Oztürk Lokman, Bülbül Metin, Elmastas Mahfuz, Ciftçi Mehmet
Faculty of Science and Arts, Department of Biology, Gaziosmanpasa University, Tokat, Turkey.
Prep Biochem Biotechnol. 2007;37(3):229-38. doi: 10.1080/10826060701386711.
In this study, catalase (CAT: EC 1.11.1.6) was purified from parsley (Petroselinum hortense) leaves; analysis of the kinetic behavior and some properties of the enzyme were investigated. The purification consisted of three steps, including preparation of homogenate, ammonium sulfate fractionation, and fractionation by DEAE-Sephadex A50 ion exchange chromatography. The enzyme was obtained with a yield of 9.5% and had a specific activity of 1126 U (mg proteins)(-1). The overall purification was about 5.83-fold. A temperature of 4 degrees C was maintained during the purification process. Enzyme activity was spectrophotometrically measured at 240 nm. In order to control the purification of the enzyme, SDS-polyacrylamide gel electrophoresis was carried out in 4% and 10% acryl amide for stacking and running gel, respectively. SDS-polyacrylamide gel electrophoresis showed a single band for the enzyme. The molecular weight was found to be 183.29 kDa by Sephadex G-200 gel filtration chromatography. The stable pH, optimum pH, and ionic strength were determined for phosphate and Tris-HCl buffer systems. In addition, K(M) and V(max) values for H(2)O(2), at optimum pH and 25 degrees C, were determined by means of Lineweaver-Burk plots.

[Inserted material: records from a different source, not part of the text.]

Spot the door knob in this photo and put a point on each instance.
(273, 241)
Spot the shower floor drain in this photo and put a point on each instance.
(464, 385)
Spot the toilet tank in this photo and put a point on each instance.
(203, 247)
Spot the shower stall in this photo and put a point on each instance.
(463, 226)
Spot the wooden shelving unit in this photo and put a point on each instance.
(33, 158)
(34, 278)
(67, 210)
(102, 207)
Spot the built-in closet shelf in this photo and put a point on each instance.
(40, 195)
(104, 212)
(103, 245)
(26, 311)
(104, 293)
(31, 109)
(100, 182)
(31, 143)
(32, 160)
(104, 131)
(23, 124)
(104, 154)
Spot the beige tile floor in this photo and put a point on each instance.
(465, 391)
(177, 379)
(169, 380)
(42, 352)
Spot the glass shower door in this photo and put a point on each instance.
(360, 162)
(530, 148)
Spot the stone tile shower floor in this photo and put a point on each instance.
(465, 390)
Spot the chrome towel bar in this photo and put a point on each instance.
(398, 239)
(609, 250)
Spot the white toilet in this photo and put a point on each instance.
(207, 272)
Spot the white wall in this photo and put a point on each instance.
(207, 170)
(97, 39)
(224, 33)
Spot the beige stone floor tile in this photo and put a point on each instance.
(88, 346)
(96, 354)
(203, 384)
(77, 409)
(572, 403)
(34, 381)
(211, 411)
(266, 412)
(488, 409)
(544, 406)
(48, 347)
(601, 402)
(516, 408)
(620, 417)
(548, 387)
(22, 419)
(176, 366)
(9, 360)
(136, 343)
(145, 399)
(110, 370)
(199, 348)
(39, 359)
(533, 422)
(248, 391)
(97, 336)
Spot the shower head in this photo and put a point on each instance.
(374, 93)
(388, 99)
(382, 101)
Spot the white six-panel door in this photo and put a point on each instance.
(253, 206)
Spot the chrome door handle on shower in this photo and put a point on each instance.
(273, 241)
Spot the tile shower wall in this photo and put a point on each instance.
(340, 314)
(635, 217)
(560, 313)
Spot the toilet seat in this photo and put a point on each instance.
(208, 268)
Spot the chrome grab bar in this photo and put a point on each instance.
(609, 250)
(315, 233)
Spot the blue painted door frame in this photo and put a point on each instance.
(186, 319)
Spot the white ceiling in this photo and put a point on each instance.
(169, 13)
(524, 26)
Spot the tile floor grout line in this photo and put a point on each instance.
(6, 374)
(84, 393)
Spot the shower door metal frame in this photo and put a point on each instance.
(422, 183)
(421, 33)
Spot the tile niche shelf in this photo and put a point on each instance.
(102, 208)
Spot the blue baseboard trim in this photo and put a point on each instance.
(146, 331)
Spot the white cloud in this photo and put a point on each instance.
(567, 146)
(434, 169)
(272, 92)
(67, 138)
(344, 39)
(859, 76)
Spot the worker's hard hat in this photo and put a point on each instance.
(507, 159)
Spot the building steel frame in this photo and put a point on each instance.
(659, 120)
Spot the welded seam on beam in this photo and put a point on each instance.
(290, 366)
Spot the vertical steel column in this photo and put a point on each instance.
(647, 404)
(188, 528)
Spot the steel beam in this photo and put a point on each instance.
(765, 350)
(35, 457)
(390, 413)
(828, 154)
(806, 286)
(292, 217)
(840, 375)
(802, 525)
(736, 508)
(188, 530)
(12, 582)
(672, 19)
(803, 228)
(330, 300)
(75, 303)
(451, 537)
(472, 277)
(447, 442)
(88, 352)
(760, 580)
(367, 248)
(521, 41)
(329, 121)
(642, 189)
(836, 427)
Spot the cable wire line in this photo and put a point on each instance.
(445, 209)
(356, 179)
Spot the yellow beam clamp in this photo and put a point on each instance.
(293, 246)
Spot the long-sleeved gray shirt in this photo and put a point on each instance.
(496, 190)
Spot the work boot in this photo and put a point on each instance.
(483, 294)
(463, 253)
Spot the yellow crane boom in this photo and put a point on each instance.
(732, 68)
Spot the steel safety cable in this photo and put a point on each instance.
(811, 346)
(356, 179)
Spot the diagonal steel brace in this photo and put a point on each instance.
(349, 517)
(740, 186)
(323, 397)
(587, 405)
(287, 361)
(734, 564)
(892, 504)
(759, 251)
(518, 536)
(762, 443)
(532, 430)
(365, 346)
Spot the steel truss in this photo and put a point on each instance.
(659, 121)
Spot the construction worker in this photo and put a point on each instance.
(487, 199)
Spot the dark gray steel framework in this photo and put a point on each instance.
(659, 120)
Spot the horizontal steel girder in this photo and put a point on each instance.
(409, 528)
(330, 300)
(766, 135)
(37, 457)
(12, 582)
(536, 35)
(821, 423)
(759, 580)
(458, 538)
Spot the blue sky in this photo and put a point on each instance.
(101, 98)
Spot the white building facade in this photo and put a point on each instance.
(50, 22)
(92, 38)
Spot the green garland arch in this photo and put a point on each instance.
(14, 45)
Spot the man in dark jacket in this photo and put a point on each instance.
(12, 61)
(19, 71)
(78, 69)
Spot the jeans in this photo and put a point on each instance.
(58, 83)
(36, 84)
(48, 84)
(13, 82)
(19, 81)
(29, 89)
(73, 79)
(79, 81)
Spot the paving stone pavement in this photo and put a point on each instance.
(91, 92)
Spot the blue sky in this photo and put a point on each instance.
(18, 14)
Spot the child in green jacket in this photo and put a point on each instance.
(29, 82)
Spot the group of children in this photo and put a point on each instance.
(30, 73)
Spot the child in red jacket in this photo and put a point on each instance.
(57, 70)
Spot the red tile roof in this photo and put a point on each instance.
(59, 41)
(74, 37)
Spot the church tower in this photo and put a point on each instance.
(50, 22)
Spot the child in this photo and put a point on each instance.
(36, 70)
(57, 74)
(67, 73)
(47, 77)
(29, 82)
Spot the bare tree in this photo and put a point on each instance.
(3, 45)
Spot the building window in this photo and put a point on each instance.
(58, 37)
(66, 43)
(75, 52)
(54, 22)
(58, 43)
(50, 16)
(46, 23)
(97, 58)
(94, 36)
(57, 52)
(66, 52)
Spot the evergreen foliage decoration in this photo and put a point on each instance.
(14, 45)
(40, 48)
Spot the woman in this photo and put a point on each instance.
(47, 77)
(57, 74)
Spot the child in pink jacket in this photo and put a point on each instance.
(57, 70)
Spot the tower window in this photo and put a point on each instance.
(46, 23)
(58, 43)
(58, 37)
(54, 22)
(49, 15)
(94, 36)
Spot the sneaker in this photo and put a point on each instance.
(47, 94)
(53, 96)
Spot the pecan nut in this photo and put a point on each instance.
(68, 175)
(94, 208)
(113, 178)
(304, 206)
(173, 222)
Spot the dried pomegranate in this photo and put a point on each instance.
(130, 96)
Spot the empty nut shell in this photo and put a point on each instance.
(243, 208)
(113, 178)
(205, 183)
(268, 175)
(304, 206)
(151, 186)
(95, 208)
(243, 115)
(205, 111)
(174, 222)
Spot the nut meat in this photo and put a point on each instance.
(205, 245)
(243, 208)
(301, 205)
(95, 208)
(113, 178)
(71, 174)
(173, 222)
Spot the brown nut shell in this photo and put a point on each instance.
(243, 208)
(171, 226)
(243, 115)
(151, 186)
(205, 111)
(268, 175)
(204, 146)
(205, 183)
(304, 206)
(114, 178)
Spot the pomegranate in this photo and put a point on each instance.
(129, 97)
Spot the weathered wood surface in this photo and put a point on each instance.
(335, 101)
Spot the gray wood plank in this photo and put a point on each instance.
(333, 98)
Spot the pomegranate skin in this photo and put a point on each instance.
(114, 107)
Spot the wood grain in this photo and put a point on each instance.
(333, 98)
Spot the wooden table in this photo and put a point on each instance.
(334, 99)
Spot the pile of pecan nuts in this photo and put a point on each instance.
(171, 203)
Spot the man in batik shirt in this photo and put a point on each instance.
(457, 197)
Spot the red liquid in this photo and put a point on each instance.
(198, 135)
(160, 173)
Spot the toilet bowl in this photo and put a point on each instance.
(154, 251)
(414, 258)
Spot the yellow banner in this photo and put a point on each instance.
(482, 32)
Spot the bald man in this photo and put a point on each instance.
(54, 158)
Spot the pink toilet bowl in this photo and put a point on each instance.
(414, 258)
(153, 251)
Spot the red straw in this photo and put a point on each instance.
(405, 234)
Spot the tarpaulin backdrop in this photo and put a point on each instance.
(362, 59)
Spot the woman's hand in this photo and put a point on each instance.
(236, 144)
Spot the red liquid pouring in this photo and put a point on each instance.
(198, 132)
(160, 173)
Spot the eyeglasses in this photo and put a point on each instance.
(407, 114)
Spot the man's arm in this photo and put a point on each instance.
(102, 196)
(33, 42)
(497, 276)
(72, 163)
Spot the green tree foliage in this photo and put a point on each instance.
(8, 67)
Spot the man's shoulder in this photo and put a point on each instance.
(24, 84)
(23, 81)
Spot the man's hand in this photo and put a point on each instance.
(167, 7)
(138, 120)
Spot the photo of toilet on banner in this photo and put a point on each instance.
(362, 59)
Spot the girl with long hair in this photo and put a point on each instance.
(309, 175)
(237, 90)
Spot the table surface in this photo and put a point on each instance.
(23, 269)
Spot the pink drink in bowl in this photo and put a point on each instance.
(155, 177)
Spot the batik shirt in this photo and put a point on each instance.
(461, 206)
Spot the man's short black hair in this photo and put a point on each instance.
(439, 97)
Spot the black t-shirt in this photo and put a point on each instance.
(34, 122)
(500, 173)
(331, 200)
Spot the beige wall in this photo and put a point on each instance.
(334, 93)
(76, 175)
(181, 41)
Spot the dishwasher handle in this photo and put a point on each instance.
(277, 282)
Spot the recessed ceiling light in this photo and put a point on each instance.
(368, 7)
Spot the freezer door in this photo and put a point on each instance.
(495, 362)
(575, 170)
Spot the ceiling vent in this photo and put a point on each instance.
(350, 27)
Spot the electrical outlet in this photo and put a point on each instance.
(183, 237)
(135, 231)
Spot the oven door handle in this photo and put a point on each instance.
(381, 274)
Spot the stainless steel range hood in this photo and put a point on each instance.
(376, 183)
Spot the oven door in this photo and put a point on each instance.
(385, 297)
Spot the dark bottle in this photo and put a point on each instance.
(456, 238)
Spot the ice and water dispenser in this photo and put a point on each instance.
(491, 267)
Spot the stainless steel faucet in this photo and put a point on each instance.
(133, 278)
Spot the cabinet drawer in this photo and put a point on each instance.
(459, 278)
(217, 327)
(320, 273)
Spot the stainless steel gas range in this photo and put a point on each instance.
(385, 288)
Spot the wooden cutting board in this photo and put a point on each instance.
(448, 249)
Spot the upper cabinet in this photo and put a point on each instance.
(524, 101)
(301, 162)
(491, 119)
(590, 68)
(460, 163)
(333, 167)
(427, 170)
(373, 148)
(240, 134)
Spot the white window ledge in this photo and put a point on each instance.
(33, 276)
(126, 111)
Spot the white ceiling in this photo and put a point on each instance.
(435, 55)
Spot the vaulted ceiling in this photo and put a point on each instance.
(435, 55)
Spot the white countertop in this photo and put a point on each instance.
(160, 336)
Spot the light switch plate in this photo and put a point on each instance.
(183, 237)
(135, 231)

在本研究中,过氧化氢酶(CAT:EC 1.11.1.6)从欧芹(Petroselinum hortense)叶片中纯化得到;对该酶的动力学行为和一些特性进行了分析研究。纯化过程包括三个步骤,即匀浆制备、硫酸铵分级分离以及通过DEAE - Sephadex A50离子交换色谱进行分级分离。获得的酶产率为9.5%,比活性为1126 U(mg蛋白质)⁻¹。总体纯化倍数约为5.83倍。纯化过程中保持4℃的温度。酶活性通过在240 nm处进行分光光度法测定。为了监控酶的纯化情况,分别在4%和10%丙烯酰胺的凝胶中进行SDS - 聚丙烯酰胺凝胶电泳,用于积层胶和分离胶。SDS - 聚丙烯酰胺凝胶电泳显示该酶为单一一条带。通过Sephadex G - 200凝胶过滤色谱法测得分子量为183.29 kDa。针对磷酸盐和Tris - HCl缓冲系统测定了稳定pH值、最适pH值和离子强度。此外,在最适pH值和25℃条件下,通过Lineweaver - Burk作图法测定了H₂O₂的K(M)和V(max)值。